Problems and pressures don't diminish even with only one nation involved.

Upsetting the Clinton administration's hope that a nasty fight over the future of vanishing salmon, steelhead, and trout could be postponed until after the November election, U.S. district judge Susan Illston ruled on June 27 in San Francisco that NMFS must decide within 30 days on whether steelhead trout should be protected under the Endangered Species Act. Illston is also to rule soon on a parallel case pertaining to chinook, filed on June 18 by California senator Tom Hayden. The California Fish and Game Commission in April rejected Hayden's petition seeking the same action.

In a verdict similar to Illston's, U.S. district judge Donald Ashmanskas ruled July 5 in Portland, Oregon, that NMFS has enough data to decide by July 31 if Umpqua River trout and steelhead should be protected.

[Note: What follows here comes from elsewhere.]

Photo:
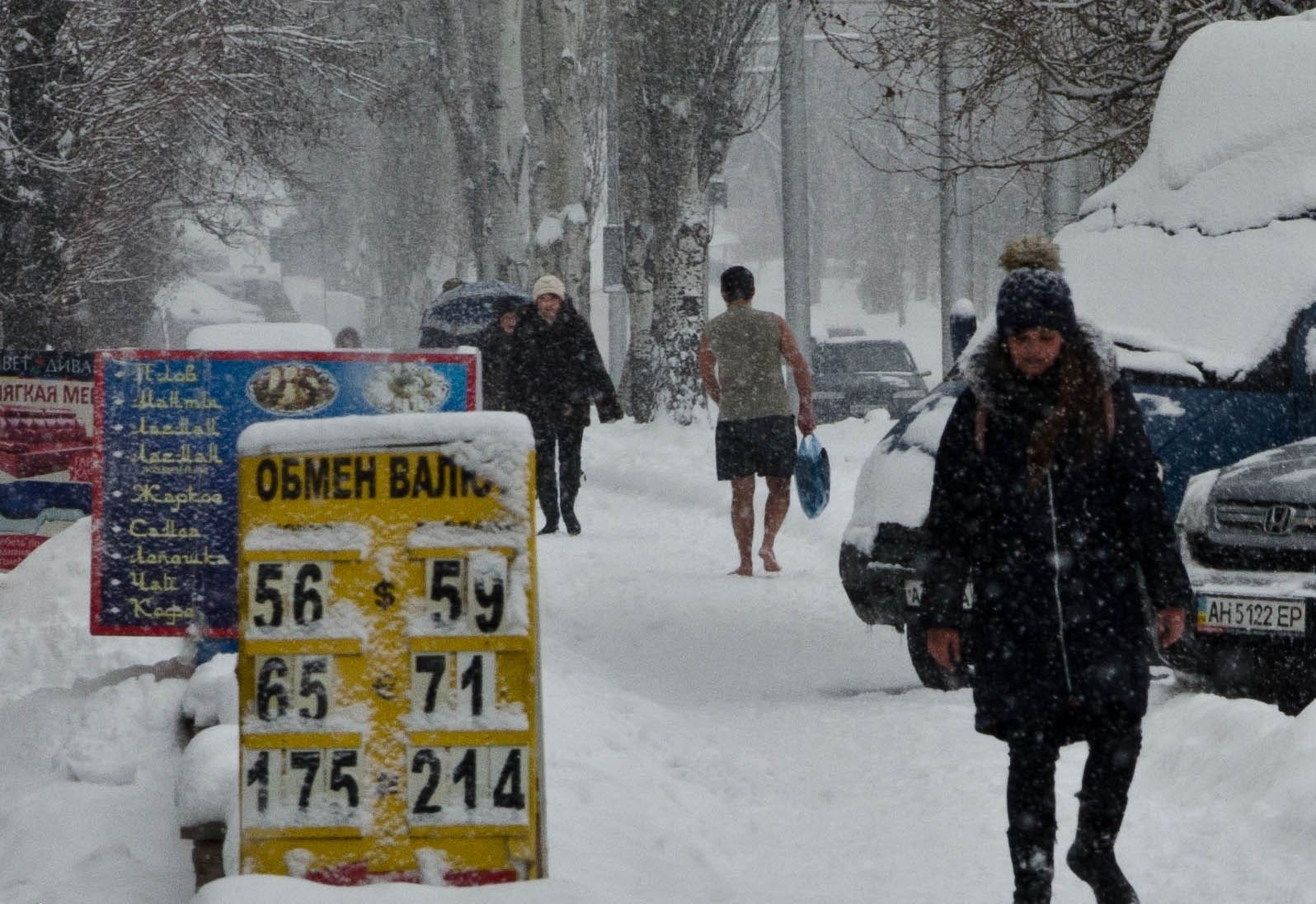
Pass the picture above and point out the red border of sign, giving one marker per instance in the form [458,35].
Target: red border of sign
[156,354]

Already, the cost of protecting salmon, steelhead, and trout runs previously designated under the ESA is astronomical. Shasta Dam, located in California at the confluence of the Sacramento, Pit, and McCloud rivers, recently required $80 million worth of retrofitting to insure that the water behind the dam keeps turning over, to keep the fish from getting too hot. This came on top of losses estimated at $40 million since 1987, due to turning off the Shasta turbines whenever necessary to cool the water.

No attempt to regulate U.S. fisheries escapes court. In other pending cases, three commercial fishing organizations on June 26 opposed the allocation of about 18% of this year's Pacific whiting catch to the Makah tribe, of Neah Bay, Washington. On July 1, the Associated Fisheries of Maine challenged New England Fishery Manage-ment Council measures to protect cod.